Этот прекрасный спектакль был бесплатным, но рабочие заявили мне, что они не желают слушать меня даром, и предложили следующий спектакль сделать платным, а деньги отдать в фонд народного университета Л.И. Лутугина.
Так мы и сделали; второй спектакль для рабочих я устроил платным, и фонд получил, кажется, три тысячи рублей. Не знаю, что будет, но повторю – мне искренно хочется ежегодно устраивать дешевые спектакли для рабочих, хотя это и сопряжено с огромными трудностями. Администрация по какому-то недоразумению относится к этим спектаклям неблагожелательно. Артисты оперы более или менее чужды этой идее, да и не легко для них участвовать в такого рода представлениях. Театр принадлежит антрепренеру, который его арендует, и не склонен отдать вечер дешево. Хлопоты по устройству таких спектаклей требуют большой затраты времени и сил – трудно преодолевать равнодушие и, часто, злое нежелание разных сил.
Но все-таки я буду устраивать подобные спектакли, – они так радуют меня и, я надеюсь, не бесполезны для людей, трудом которых живет наша страна.
141
Странствуя с концертами, я приехал однажды в Самару, где публика еще на пароходе, еще, так сказать, авансом, встретила меня весьма благожелательно и даже с трогательным радушием.
Утром на другой день я отправился на кладбище, где лежала моя мать, умершая от непосильной работы и голода. Умерла она в земской больнице, и мне хотелось знать, где ее похоронили, чтобы хоть крест поставить над могилой. Но никто – ни кладбищенский сторож, ни причт церковный – не мог сказать мне, где хоронили бедных из больницы в год смерти матери. Только какой-то священник отвел меня в угол кладбища, заросший сорными травами, и сказал:
– Кажется – здесь.
Я взял комок земли, который храню и до сего дня, отслужил панихиду, поплакал о матери, а вечером, во фраке, с триумфом пел концерт. Как будто так и надо…
142
Отец мой пережил мать. В 96-м году, когда я пел в Нижнем, он приехал ко мне с братом, которому в то время было лет десять.
Худой, угрюмый, отец был молчалив и настроен как-то недоверчиво ко мне и ко всему, что окружало меня. Кажется, он не верил даже стулу, на котором сидел. Мой заработок казался ему баснословным – в это он тоже сначала не верил, но вскоре убедился, что мальчишка, которому он советовал идти в дворники, действительно зарабатывает сказочные деньги. Он стал ходить в театр на спектакли с моим участием, но никогда и ничего не говорил мне о своих впечатлениях, только увидав меня в «Русалке» и в «Жизни за царя», он как-то за обедом, пристально посмотрев на меня, неожиданно сказал:
– Черт знает, кругом эдакие господа сидят и вообще… А ты им мужика в лаптях валяешь!
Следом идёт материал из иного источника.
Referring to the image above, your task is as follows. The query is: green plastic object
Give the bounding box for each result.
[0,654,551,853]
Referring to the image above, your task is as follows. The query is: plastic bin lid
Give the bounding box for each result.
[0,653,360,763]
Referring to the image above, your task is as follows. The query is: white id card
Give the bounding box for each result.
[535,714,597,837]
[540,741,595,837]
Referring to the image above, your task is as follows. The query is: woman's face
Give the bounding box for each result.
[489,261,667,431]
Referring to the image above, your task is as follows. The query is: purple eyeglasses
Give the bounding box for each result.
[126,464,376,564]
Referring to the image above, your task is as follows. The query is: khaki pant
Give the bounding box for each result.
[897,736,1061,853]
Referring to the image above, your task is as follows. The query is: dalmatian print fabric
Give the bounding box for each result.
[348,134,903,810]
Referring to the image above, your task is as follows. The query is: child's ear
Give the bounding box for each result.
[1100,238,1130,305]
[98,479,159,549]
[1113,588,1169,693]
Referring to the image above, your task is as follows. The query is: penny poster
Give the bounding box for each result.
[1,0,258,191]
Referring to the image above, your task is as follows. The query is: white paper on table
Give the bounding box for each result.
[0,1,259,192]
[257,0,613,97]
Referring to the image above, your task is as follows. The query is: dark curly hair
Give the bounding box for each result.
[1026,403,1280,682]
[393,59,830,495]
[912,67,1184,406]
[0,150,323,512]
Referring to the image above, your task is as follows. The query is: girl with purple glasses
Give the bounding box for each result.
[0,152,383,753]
Это – ловко!
Другой раз он устроил в театре такую сцену: когда публика стала вызывать меня, он почтительно – в трезвом виде он оставался таким же почтительным и вежливым, каким был, – обратился к сидевшему рядом с ним генералу:
– Ваше превосходительство!
Превосходительство удивленно и строго посмотрело на странного соседа в длинном сюртуке бутылочного цвета, в мягкой, измятой рубашке, с галстуком веревочкой.
– Что вам угодно?
– Слышите, Ваше превосходительство, Шаляпина кричат!
– Ну, что же такое? Вызывают…
– Это – моя фамилия, Ваше превосходительство!
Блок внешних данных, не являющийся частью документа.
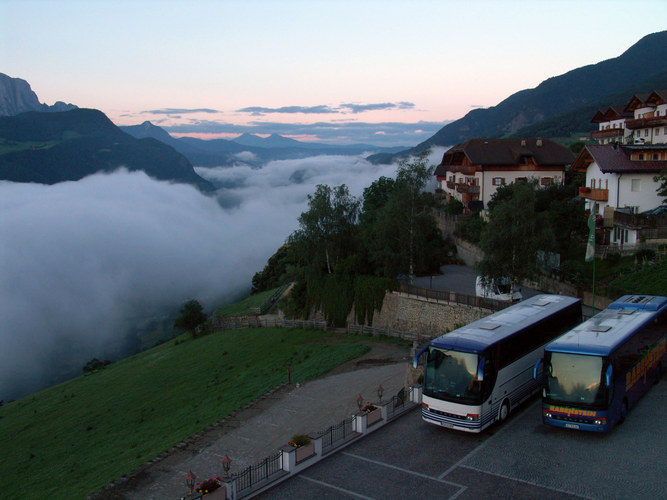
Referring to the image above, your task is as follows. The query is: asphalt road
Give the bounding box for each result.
[413,264,541,298]
[260,372,667,499]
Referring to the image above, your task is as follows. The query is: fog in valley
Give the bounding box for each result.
[0,149,444,401]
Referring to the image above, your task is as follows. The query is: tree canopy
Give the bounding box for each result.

– Очень хорошо, но вызывают не вас, как я понимаю, а Шаляпина артиста…
– Так это – сын мой…
Генерал посмотрел на него и промолчал, но в антракте справился у кого-то, действительно ли он сидит рядом с отцом Шаляпина, и уже в следующий антракт беседовал с ним добродушно.
Отцу не нравилось жить у меня, – однажды, в пьяном виде, он откровенно заявил мне, что жить со мною – адова скука. Пою я, конечно, неплохо, мужиков изображаю даже хорошо, но живу – скверно, водки не пью, веселья во мне никакого нет и вообще жизнь моя ни к черту не годится.